5 Nutrient-Packed Recipes in Time for the Holidays

As you prepare for Thanksgiving and Holiday gatherings in the coming weeks, we're sharing quick, flavorful and nutrient-packed recipes!
Watch the Full Holiday 2022 Cooking Demo from EvergreenHealth Signature Care Health and Wellness Specialist, Amy Reuter, MS, RDN
Instant Pot Turkey Breast
16-20 (4 oz.) servings
Watch cooking demo from Amy Reuter, MS, RDN
- 4-5 lb turkey breast, thawed, bone-in or boneless
- 3 tablespoons extra virgin olive oil
- 1/2 teaspoon paprika
- 1/2 teaspoon thyme
- 1/2 teaspoon garlic powder
- 1/2 teaspoon sage
- 1/2 teaspoon dried parsley
- 1/2 teaspoon salt
- 1/2 teaspoon freshly ground black pepper
- 2 cups low sodium chicken broth
- 1 stem rosemary
- 1/2 cup chopped onion
- 1/2 cup baby carrots
- 1 cup chopped celery
- 1 tablespoon corn starch
Rinse thawed turkey breast under cool water and pat dry with paper towels. Set onto a plate or cutting board. In a small bowl, mix together the oil, paprika, thyme, garlic powder, dried parsley, salt and pepper. Brush onto the outside of the turkey breast and under the skin.

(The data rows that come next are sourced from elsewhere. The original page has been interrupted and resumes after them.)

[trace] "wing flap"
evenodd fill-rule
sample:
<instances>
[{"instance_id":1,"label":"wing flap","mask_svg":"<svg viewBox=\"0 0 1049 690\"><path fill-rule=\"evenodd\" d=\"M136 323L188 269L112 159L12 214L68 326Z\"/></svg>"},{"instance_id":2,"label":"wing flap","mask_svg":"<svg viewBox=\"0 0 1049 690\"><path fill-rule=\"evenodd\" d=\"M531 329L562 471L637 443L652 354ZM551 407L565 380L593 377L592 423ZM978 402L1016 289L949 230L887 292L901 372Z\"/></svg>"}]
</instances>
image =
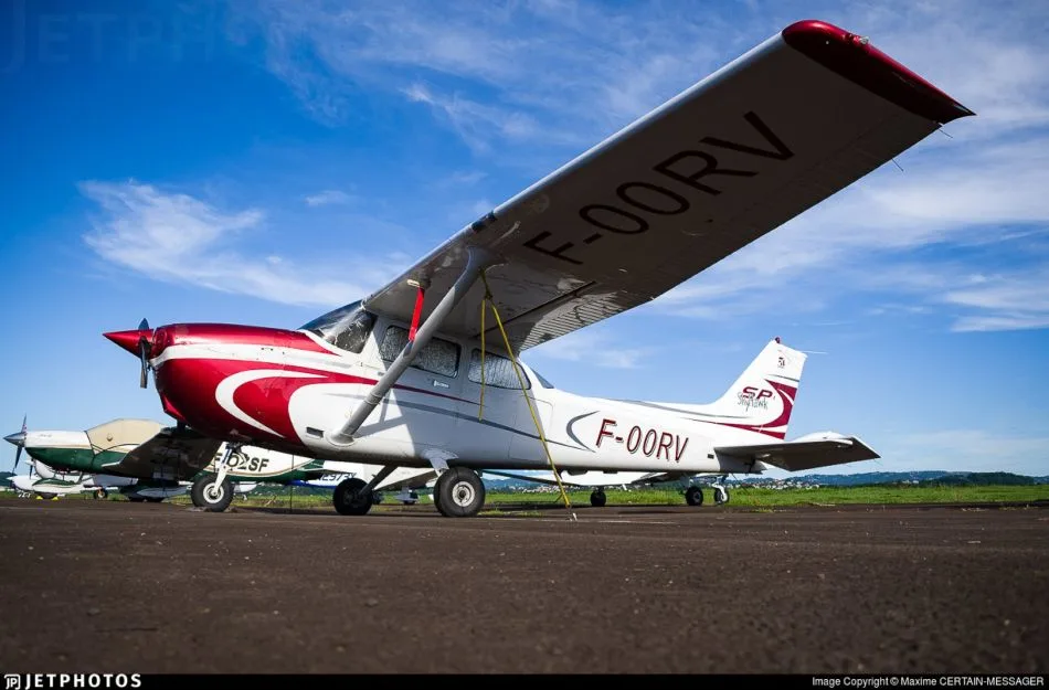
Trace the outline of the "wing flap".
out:
<instances>
[{"instance_id":1,"label":"wing flap","mask_svg":"<svg viewBox=\"0 0 1049 690\"><path fill-rule=\"evenodd\" d=\"M743 461L763 463L787 471L873 460L880 457L856 436L840 434L824 434L817 438L753 446L720 446L714 448L714 452L718 455Z\"/></svg>"},{"instance_id":2,"label":"wing flap","mask_svg":"<svg viewBox=\"0 0 1049 690\"><path fill-rule=\"evenodd\" d=\"M804 22L765 41L462 230L364 299L411 318L470 246L524 350L663 295L934 131L972 115L867 43ZM476 337L484 287L442 330ZM436 304L427 299L424 315Z\"/></svg>"}]
</instances>

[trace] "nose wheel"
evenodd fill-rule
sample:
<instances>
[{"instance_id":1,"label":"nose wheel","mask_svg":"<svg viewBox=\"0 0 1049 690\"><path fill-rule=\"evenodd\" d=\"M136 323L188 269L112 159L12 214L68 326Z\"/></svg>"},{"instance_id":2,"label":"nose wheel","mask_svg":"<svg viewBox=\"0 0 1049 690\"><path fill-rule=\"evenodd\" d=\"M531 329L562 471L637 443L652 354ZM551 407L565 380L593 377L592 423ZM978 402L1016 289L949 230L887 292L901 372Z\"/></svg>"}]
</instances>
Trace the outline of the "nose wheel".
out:
<instances>
[{"instance_id":1,"label":"nose wheel","mask_svg":"<svg viewBox=\"0 0 1049 690\"><path fill-rule=\"evenodd\" d=\"M446 518L471 518L485 505L485 482L473 469L447 469L434 486L434 503Z\"/></svg>"},{"instance_id":2,"label":"nose wheel","mask_svg":"<svg viewBox=\"0 0 1049 690\"><path fill-rule=\"evenodd\" d=\"M702 506L703 490L699 487L689 487L685 490L685 502L689 506Z\"/></svg>"},{"instance_id":3,"label":"nose wheel","mask_svg":"<svg viewBox=\"0 0 1049 690\"><path fill-rule=\"evenodd\" d=\"M204 475L193 480L190 498L198 508L209 512L222 512L233 501L233 482L227 477L221 480L215 475Z\"/></svg>"},{"instance_id":4,"label":"nose wheel","mask_svg":"<svg viewBox=\"0 0 1049 690\"><path fill-rule=\"evenodd\" d=\"M336 512L340 516L367 514L374 502L374 496L367 487L364 480L357 477L340 481L331 495Z\"/></svg>"}]
</instances>

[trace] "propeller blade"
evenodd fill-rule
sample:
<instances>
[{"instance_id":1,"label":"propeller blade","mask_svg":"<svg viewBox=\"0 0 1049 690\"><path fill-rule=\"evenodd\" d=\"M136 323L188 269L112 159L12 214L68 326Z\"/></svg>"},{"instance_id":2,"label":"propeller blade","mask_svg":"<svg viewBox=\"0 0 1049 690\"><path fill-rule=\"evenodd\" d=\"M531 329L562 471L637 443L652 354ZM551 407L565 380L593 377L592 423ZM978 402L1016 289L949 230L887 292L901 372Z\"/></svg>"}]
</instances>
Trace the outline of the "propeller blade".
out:
<instances>
[{"instance_id":1,"label":"propeller blade","mask_svg":"<svg viewBox=\"0 0 1049 690\"><path fill-rule=\"evenodd\" d=\"M146 348L147 348L146 339L144 338L142 340L138 341L138 357L142 363L141 375L138 378L138 388L140 389L146 388L146 381L147 381L146 370L149 368L149 361L148 361L148 355L146 353Z\"/></svg>"},{"instance_id":2,"label":"propeller blade","mask_svg":"<svg viewBox=\"0 0 1049 690\"><path fill-rule=\"evenodd\" d=\"M25 432L29 431L29 427L25 426L25 422L28 418L29 418L29 415L23 414L22 415L22 431L19 432L18 434L11 434L10 436L4 436L3 438L8 443L14 444L14 446L18 448L14 452L14 471L15 473L18 471L18 461L22 457L22 447L25 445Z\"/></svg>"}]
</instances>

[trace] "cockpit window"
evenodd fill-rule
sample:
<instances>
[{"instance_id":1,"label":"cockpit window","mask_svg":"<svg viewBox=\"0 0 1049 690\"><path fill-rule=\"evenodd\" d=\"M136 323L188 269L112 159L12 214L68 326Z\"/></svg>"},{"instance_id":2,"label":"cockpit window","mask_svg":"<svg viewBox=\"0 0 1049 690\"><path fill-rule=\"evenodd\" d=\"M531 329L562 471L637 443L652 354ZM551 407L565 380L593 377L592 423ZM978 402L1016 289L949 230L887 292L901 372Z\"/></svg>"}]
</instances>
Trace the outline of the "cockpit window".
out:
<instances>
[{"instance_id":1,"label":"cockpit window","mask_svg":"<svg viewBox=\"0 0 1049 690\"><path fill-rule=\"evenodd\" d=\"M542 385L544 389L552 389L552 388L555 388L552 383L550 383L549 381L547 381L545 379L543 379L543 378L542 378L542 374L540 374L540 373L539 373L538 371L536 371L534 369L532 369L532 374L533 374L537 379L539 379L540 385Z\"/></svg>"},{"instance_id":2,"label":"cockpit window","mask_svg":"<svg viewBox=\"0 0 1049 690\"><path fill-rule=\"evenodd\" d=\"M340 350L360 354L374 326L375 315L354 301L317 317L299 330L308 330Z\"/></svg>"}]
</instances>

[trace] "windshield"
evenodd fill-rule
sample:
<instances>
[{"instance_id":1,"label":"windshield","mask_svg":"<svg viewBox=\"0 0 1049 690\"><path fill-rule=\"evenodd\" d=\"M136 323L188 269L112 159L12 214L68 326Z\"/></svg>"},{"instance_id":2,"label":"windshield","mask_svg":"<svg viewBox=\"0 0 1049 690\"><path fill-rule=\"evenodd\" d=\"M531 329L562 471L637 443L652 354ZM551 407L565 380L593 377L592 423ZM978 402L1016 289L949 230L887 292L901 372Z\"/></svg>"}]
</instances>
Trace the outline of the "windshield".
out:
<instances>
[{"instance_id":1,"label":"windshield","mask_svg":"<svg viewBox=\"0 0 1049 690\"><path fill-rule=\"evenodd\" d=\"M531 367L529 367L529 369L532 370L532 374L533 374L537 379L539 379L539 383L540 383L544 389L554 389L554 388L557 388L554 384L552 384L552 383L550 383L549 381L547 381L545 379L543 379L543 376L542 376L541 373L539 373L538 371L536 371L536 370L532 369Z\"/></svg>"},{"instance_id":2,"label":"windshield","mask_svg":"<svg viewBox=\"0 0 1049 690\"><path fill-rule=\"evenodd\" d=\"M375 316L361 307L360 300L333 309L299 327L335 347L360 354L375 325Z\"/></svg>"}]
</instances>

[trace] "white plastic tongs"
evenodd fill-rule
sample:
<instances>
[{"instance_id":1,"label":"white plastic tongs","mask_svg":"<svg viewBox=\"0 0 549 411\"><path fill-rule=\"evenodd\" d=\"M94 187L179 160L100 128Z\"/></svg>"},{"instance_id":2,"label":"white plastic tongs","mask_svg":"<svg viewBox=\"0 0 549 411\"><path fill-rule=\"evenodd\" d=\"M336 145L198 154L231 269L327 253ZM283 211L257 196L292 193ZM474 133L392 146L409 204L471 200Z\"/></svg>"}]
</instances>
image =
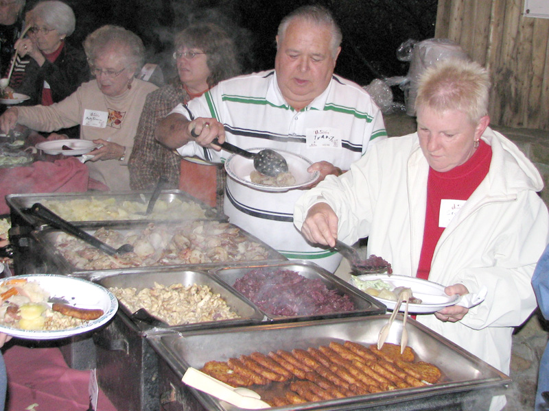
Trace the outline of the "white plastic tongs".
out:
<instances>
[{"instance_id":1,"label":"white plastic tongs","mask_svg":"<svg viewBox=\"0 0 549 411\"><path fill-rule=\"evenodd\" d=\"M390 315L389 321L387 321L387 323L384 325L379 331L379 336L377 338L377 349L381 349L383 347L383 345L385 343L385 340L387 339L387 336L389 335L389 329L390 329L390 326L393 324L393 322L395 321L395 317L397 316L397 314L399 312L400 306L402 304L402 301L404 301L406 303L406 305L404 308L404 320L402 323L402 335L400 338L400 353L401 354L404 352L404 349L406 348L406 345L408 345L408 330L406 329L406 319L408 318L408 301L410 299L411 296L412 290L410 290L410 288L405 288L399 293L399 299L397 301L397 303L395 305L395 308L393 310L393 314Z\"/></svg>"},{"instance_id":2,"label":"white plastic tongs","mask_svg":"<svg viewBox=\"0 0 549 411\"><path fill-rule=\"evenodd\" d=\"M195 368L189 367L181 381L240 408L260 410L270 408L269 404L260 399L261 396L255 391L244 388L235 388Z\"/></svg>"}]
</instances>

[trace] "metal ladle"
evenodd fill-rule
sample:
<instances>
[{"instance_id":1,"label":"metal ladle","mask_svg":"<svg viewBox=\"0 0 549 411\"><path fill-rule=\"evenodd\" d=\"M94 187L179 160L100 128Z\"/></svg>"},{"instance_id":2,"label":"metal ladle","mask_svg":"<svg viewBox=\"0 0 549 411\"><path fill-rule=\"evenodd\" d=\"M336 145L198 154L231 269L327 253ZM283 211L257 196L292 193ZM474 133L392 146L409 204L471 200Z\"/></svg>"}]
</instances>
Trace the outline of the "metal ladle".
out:
<instances>
[{"instance_id":1,"label":"metal ladle","mask_svg":"<svg viewBox=\"0 0 549 411\"><path fill-rule=\"evenodd\" d=\"M197 134L194 129L193 129L191 130L191 136L196 138L198 134ZM274 150L265 149L261 150L258 153L251 153L227 142L220 142L217 137L215 137L211 142L220 146L224 150L229 153L238 154L246 158L253 160L254 169L265 175L277 177L281 173L288 173L288 171L286 159Z\"/></svg>"},{"instance_id":2,"label":"metal ladle","mask_svg":"<svg viewBox=\"0 0 549 411\"><path fill-rule=\"evenodd\" d=\"M88 244L93 245L95 248L100 249L102 251L106 253L109 256L114 256L115 254L125 254L126 253L131 253L133 251L133 246L131 244L124 244L124 245L118 247L117 249L113 248L96 238L91 234L89 234L81 228L76 227L73 224L71 224L67 220L65 220L55 214L51 210L45 207L40 203L34 203L30 208L30 212L36 216L42 219L49 224L59 228L68 234L74 236L77 238L85 241Z\"/></svg>"}]
</instances>

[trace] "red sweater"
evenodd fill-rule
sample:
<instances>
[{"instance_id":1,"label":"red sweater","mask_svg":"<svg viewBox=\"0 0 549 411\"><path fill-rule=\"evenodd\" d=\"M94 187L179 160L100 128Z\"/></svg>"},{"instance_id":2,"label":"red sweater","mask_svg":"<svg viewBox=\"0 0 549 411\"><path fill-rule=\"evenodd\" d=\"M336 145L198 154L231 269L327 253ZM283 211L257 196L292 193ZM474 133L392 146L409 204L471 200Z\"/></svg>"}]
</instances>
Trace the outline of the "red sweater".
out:
<instances>
[{"instance_id":1,"label":"red sweater","mask_svg":"<svg viewBox=\"0 0 549 411\"><path fill-rule=\"evenodd\" d=\"M418 278L429 278L434 249L444 231L444 227L439 225L441 201L467 200L488 174L491 159L492 149L481 140L471 158L460 166L445 173L429 169L423 242L416 275Z\"/></svg>"}]
</instances>

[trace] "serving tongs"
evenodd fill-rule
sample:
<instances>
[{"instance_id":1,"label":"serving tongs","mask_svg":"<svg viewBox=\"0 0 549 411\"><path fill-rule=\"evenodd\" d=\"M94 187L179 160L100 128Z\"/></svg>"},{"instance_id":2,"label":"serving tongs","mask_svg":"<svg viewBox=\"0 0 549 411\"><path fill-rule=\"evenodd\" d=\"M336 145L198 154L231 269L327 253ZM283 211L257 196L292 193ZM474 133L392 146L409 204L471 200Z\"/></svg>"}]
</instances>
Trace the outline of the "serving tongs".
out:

Place the Instant Pot trivet inside the insert. Add the turkey breast, breast side up. Add the chicken broth, onions, carrots, celery and rosemary. Place the lid on the Instant Pot and set to steam or pressure cook for 35 minutes.
When finished, let the pot naturally release pressure. Then, remove lid and transfer the turkey breast to a cutting board or platter.
For a golden-brown appearance, you can place the cooked turkey on a baking sheet and broil in the oven for 5 minutes.
For sauce, you can drain the drippings through a sieve, and return the liquid to the Instant Pot insert. Add cornstarch and cook on sauté setting—whisking continuously for 5 minutes or until thick.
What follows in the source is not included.